For AFT MA Executive Board member Brenda Chaney, it was a person outside of school who allowed her to achieve her goals of helping others.

Though Chaney says that she “always wanted to be a teacher since I was a little girl,” she was not able to realize this dream until she had married and started a family. In fact, had she not followed this path, she may have very well been on quite another one.

The man who made it possible for Chaney was her late husband , Haywood.
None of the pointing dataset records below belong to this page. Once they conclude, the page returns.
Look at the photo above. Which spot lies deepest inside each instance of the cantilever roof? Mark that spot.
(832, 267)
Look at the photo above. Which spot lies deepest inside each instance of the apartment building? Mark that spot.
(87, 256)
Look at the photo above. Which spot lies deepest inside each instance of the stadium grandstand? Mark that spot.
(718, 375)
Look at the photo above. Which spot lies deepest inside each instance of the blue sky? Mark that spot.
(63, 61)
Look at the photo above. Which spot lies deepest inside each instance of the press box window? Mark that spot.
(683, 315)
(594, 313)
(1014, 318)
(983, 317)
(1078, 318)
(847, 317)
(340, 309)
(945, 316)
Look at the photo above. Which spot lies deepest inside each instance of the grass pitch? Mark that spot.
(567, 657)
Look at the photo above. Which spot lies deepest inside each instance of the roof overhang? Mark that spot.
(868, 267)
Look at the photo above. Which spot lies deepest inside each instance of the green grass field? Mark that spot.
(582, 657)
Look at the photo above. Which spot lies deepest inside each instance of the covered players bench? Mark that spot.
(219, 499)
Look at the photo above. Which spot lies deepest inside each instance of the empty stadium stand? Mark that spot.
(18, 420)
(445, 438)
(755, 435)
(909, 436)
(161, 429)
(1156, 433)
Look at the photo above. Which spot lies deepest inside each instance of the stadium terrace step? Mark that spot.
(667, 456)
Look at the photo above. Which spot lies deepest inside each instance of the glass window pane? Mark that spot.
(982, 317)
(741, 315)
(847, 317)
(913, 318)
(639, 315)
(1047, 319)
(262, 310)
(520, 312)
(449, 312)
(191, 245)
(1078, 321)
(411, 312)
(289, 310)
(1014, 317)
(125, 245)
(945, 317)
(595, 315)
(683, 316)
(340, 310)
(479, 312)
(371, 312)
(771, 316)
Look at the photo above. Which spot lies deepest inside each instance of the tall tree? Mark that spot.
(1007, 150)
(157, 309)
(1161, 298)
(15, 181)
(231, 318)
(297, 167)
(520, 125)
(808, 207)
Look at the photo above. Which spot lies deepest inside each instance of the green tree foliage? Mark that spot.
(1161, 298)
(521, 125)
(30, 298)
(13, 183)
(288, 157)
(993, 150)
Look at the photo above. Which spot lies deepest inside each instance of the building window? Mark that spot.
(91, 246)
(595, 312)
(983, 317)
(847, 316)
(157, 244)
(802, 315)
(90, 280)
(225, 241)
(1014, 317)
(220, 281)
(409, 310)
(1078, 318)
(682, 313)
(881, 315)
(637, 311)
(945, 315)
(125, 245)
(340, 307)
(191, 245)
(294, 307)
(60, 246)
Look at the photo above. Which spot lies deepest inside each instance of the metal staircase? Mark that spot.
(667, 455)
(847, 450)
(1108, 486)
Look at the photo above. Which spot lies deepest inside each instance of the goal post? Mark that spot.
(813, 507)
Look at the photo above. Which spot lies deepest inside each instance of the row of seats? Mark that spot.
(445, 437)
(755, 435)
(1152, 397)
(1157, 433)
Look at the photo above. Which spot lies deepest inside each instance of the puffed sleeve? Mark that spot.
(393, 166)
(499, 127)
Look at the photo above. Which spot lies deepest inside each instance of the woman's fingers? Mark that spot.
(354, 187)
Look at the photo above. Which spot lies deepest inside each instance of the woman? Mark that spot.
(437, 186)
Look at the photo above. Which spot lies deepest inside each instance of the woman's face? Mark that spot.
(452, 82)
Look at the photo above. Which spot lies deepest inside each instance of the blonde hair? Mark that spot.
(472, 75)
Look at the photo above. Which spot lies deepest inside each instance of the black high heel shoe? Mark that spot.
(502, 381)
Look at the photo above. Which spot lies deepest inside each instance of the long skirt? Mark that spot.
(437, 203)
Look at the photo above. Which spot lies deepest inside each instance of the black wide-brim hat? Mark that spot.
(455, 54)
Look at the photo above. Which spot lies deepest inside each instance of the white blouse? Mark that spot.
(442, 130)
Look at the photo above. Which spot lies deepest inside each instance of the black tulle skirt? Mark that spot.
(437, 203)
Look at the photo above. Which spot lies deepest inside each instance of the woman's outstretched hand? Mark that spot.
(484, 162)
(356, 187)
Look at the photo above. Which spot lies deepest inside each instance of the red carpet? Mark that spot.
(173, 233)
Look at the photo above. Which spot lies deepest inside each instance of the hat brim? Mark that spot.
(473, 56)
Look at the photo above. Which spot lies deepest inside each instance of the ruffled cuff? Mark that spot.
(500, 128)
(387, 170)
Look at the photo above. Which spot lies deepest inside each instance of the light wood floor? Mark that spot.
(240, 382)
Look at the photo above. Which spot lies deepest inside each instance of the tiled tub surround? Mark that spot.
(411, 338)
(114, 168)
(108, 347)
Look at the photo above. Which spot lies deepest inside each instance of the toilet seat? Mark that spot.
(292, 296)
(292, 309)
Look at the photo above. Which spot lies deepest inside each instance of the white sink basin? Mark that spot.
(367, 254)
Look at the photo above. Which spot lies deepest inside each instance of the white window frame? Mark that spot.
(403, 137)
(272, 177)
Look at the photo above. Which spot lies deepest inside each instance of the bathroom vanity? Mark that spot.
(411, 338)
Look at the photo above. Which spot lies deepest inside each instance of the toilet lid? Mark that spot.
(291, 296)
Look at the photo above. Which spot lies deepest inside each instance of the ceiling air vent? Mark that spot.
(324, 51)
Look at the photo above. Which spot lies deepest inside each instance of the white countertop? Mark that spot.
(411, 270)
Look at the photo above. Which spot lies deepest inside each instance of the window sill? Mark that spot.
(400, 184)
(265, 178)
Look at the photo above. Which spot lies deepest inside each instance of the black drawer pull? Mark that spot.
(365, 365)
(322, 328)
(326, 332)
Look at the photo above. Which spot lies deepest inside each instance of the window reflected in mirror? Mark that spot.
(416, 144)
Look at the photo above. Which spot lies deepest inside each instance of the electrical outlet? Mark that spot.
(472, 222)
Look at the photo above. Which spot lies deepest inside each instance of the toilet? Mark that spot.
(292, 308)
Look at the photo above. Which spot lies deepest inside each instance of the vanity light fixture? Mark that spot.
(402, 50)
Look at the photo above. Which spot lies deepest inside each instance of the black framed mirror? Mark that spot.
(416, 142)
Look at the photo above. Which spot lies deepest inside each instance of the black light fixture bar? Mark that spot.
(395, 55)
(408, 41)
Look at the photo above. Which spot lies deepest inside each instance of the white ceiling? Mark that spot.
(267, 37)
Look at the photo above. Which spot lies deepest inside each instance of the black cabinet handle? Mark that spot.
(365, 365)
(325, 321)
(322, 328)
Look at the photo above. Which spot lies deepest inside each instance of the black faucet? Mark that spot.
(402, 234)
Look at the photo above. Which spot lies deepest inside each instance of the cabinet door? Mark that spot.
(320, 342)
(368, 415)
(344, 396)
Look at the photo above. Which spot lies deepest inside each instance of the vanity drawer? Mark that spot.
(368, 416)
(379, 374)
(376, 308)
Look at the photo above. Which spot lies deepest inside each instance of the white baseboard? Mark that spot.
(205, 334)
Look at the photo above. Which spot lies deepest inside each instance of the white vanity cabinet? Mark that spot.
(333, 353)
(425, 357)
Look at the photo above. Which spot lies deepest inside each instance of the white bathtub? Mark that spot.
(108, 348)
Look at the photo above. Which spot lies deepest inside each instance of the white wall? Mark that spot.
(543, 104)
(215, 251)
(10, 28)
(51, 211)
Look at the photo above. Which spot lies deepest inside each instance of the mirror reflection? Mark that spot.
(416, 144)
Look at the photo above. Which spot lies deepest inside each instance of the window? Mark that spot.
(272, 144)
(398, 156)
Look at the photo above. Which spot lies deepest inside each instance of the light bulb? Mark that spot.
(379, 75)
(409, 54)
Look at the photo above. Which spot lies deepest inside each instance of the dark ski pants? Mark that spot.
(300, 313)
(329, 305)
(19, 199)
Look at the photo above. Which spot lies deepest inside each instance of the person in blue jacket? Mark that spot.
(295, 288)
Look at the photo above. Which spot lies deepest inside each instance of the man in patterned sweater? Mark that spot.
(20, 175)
In addition to caring for their seven children and managing the household, Haywood worked full-time and still made time to take his wife to the library so she could study and prepare for her degree in education.

“I would not have been able to go and complete school without his help,” Chaney says.

Once her path had been set, Chaney followed it with gusto, attending her first union meeting in only her second year in the profession.

“I became interested in what was going on,” the former teacher at the Donald Mckay School in East Boston explains, “and started attending on a regular basis.”
Two years later, Chaney became a building representative

at the Dearborn School, where she also began to participate in a number of committees, including AFT MA’s Intervention Teams.

When asked what prompted her to become a member of the Executive Board, Chaney names another personal inspiration, colleague Joan Devlin, whose encouragement kept Chaney focused on her goal even when she did not win a seat after her first campaign in 1990. Since 1992, however, Chaney has been a devoted Board member and a formidable force on behalf of AFT MA’s goals.

“I feel that I've represented the people who have elected me over the years,” she says, suggesting herself as an especially strong voice for middle and high teachers who enjoys “talking and advocating for the real issues that teachers face in the classroom every day.”

When asked what the most prevalent issues have been in her long tenure, Chaney replies that, among them are the lack of value teachers are afforded in many communities and how their expertise is often discredited.

“All of the individual creativity of teachers and students is stifled,” she observes, blaming testing as the main reason why quantity is being favored over quality in many schools and districts.

“Some testing is needed to check what your students needs are,” she admits, “but this excessive testing is not how you help your students grow.”